Pour renverser la tendance au racisme qui gangrène le Québec, si ce n’est la quasi totalité des pays et nations dans le monde, pour le dire comme le chef de l’APNQL à la tribune de la manifestation : « C’est une révolution de nos cœurs et de nos mentalités que cela prend, et c’est uniquement grâce au mouvement que nous amorçons aujourd’hui […] que la classe politique n’aura d’autre choix que de se ranger derrière nous. » C’est peut-être cette clarté de vue qui amène le Premier ministre du Québec à remettre en doute la représentativité du chef de l’APNQL et la ministre caquiste des Affaires autochtones de traiter l’APNQL de « quatrième parti d’opposition » et dont le ministère a tardé à offrir ses sympathies à la famille Echaquan. Qu’en sera-t-il de l’attitude des syndicats du secteur public directement concernés ? Au-delà de la condamnation convenue du racisme et de la politique gouvernementale, y aura-t-il un débat interne sur le sujet et une main tendue aux nations autochtones, même une proposition d’alliance contre l’austérité qui constitue certainement la toile de fond qui, sans expliquer le racisme, en facilite l’exacerbation vers les pires dérapages ? Autrement pourrait s’ensuivre une démoralisation qui nuirait au rapport de forces, déjà affaibli par la division, dans le cadre de l’actuelle négociation du secteur public qui traîne en longueur.

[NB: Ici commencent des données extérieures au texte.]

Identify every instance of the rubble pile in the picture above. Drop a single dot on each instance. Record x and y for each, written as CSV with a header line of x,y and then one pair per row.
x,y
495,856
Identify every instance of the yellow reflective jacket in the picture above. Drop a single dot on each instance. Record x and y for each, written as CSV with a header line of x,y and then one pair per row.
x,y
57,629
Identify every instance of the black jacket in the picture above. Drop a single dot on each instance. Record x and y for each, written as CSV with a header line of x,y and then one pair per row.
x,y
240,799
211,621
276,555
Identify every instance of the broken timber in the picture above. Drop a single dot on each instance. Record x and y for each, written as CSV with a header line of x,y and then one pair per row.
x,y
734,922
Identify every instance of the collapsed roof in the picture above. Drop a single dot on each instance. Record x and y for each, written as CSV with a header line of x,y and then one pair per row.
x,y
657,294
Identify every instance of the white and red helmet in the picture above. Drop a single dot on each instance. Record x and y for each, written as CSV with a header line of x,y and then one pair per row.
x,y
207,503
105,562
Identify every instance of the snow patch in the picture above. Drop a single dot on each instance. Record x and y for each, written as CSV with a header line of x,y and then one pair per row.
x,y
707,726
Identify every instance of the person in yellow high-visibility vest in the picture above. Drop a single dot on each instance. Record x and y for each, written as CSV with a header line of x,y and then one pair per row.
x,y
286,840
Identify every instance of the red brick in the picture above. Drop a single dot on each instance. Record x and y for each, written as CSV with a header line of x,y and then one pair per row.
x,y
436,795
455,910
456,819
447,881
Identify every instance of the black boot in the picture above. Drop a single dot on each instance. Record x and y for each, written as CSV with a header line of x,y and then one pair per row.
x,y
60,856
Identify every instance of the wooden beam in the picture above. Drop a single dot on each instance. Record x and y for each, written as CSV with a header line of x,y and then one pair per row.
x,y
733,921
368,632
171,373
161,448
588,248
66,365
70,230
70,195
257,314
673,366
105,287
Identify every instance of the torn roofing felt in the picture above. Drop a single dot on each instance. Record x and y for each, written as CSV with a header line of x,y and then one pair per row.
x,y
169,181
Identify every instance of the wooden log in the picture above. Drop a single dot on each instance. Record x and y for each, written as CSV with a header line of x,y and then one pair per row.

Marc Bonhomme, 4 octobre 2020
www.marcbonhomme.com ; bonmarc@videotron.ca


[1200 personnes à la minute défilant pendant 15 minutes au départ du Parc Émilie-Gamelin en non les 7 000 personnes cité par le Journal de Montréal à moins que pas mal de monde ce soit joint à la manifestation chemin faisant ou que ma méthode de comptage soit fort déficiente.